The Seattle software maker is now trading at 14-year highs. That means a trip back in time to the dot-com boom days. In the meantime, even with the multi-year highs, this one still remains almost a 3% yield. I'm not surprised, and six months ago my confidence in "'Softie" gave me the conviction to declare it a must-have.
When I wrote "Microsoft Is a Must-Have for Your Portfolio," the shares were trading for about $33 a share. Adjusted for dividends, that's a gain of more than 25% in about six months. However, that wasn't the first time in 2013 I called it a buy. About a year ago, in April 2013, I wrote "Microsoft Is a Buy Before Earnings Release." Your gains increase to about 50% if you believed in the bull thesis then.
Since the start of 2014, between Microsoft, Apple (AAPL), Google (GOOG), Yahoo (YHOO), and Amazon (AMZN), only Microsoft continues to appreciate. Despite growing revenue and earnings per share, you could be forgiven for not knowing Microsoft is the best performer among them since this year.
Many are claiming Microsoft is finished, and all that's left is for Apple and Google to divide up what remains. The evidence doesn't support such crazy assertions, and I have to admit I'm taken aback by my good friend Rocco Pendola's pessimistic outlook for Microsoft.
In "Microsoft Didn't Win Last Week, But Apple and Google Did," a response to "Google Can't Crush Microsoft," Pendola continues his folly that Microsoft is becoming irrelevant while producing record revenue and profits. Let's be honest here; the stock is making shareholders rich.

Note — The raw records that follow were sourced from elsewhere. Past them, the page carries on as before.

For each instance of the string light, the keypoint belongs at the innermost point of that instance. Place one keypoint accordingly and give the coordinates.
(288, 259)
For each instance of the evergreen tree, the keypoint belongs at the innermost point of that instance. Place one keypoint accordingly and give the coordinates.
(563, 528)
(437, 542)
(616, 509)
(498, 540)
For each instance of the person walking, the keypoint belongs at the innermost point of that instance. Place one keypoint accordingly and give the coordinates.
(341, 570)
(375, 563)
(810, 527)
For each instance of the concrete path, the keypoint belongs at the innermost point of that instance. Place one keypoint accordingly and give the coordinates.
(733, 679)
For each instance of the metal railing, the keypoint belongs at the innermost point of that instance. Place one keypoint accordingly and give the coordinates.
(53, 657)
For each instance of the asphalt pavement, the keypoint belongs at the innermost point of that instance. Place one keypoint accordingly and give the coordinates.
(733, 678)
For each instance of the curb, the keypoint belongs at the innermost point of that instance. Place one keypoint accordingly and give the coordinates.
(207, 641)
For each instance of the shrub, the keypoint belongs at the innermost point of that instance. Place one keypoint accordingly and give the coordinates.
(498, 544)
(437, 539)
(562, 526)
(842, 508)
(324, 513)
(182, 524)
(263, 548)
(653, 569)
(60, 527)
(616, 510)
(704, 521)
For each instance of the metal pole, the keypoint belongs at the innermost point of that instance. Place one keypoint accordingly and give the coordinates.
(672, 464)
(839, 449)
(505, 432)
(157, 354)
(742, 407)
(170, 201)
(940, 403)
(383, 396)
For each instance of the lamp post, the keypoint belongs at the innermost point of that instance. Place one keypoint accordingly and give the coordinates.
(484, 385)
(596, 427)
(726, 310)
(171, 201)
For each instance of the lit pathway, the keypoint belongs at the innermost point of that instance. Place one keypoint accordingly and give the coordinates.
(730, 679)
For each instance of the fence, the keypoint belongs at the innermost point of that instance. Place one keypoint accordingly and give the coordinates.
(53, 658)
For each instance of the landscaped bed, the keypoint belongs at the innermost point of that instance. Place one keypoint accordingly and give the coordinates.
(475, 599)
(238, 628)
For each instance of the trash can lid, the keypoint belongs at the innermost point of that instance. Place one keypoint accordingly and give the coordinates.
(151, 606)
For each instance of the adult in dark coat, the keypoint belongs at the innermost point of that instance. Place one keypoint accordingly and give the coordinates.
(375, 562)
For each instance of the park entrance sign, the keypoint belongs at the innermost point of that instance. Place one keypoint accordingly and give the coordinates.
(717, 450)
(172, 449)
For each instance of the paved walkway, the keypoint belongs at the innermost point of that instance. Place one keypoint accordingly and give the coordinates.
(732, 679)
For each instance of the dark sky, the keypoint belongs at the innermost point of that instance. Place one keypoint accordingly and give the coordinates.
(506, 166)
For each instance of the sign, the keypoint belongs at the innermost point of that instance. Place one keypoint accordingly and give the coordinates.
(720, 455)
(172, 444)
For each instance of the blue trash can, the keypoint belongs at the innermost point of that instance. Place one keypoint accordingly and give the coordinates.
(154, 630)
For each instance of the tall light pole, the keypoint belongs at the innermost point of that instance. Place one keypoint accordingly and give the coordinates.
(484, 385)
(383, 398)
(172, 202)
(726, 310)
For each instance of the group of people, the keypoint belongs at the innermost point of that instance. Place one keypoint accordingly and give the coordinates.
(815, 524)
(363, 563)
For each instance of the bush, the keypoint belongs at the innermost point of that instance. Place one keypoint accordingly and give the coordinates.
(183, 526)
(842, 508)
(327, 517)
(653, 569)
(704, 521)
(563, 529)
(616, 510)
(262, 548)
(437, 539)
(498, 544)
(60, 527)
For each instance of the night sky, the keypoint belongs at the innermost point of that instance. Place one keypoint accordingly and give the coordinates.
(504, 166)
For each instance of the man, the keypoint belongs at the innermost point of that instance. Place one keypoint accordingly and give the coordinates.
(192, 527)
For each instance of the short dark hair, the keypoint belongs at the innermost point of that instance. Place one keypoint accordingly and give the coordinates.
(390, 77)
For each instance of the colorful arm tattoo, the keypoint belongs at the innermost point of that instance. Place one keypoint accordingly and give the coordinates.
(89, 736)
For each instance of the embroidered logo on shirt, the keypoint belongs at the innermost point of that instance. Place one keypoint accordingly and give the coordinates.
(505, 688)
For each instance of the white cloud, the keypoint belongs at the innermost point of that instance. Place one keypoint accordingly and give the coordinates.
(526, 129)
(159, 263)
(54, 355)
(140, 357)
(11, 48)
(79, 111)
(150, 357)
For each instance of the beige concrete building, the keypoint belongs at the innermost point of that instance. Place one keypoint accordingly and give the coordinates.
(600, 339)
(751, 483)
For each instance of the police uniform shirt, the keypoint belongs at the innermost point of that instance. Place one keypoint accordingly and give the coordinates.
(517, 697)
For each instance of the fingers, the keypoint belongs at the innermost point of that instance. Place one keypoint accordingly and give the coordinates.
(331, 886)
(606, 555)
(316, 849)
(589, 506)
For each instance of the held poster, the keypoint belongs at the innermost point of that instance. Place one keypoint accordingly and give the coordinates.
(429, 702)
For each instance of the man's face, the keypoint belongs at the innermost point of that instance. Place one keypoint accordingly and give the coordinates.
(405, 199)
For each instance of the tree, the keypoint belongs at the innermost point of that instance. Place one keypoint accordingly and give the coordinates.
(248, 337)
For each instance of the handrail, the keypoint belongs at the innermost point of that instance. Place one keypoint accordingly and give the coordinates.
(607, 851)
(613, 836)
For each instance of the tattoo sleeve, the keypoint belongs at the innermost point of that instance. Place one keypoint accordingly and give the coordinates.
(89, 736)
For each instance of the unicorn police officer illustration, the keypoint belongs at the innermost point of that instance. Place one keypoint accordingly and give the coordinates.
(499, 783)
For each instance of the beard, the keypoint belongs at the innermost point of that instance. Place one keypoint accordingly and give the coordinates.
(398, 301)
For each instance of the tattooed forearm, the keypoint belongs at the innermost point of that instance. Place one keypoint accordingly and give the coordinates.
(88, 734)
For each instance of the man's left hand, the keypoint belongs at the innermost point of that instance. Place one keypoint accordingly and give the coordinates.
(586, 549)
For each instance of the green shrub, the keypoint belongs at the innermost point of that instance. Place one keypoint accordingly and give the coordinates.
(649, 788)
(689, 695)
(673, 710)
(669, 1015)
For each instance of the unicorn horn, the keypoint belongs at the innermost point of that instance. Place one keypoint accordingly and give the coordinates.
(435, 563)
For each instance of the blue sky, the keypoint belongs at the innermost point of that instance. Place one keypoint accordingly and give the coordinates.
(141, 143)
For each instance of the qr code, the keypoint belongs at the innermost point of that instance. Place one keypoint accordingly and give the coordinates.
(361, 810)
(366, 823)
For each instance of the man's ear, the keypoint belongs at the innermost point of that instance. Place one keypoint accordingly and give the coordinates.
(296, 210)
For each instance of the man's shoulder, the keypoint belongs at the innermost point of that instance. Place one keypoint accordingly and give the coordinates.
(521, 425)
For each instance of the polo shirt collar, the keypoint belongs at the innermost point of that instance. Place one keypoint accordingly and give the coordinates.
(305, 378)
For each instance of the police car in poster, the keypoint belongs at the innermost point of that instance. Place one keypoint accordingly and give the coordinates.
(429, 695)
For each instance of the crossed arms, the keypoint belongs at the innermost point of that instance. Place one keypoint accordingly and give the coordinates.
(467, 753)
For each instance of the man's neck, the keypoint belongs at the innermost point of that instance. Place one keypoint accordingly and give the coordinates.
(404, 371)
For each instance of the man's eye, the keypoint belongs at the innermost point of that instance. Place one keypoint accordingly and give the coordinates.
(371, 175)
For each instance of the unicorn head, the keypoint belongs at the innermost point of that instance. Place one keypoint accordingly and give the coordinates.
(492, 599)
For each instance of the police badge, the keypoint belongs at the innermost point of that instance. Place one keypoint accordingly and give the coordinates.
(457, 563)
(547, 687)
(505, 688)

Pendola claims Microsoft's mobile strategy failed, and it's dead. I will give credit: Pendola almost has this one right, except the part about the strategy failed and is dead. Mobile is evolving, and today's winners and losers may reverse position in a heartbeat. If you don't believe me, ask BlackBerry (BBRY) and Google's Android how quickly prospects change in the alternative universe known as mobile.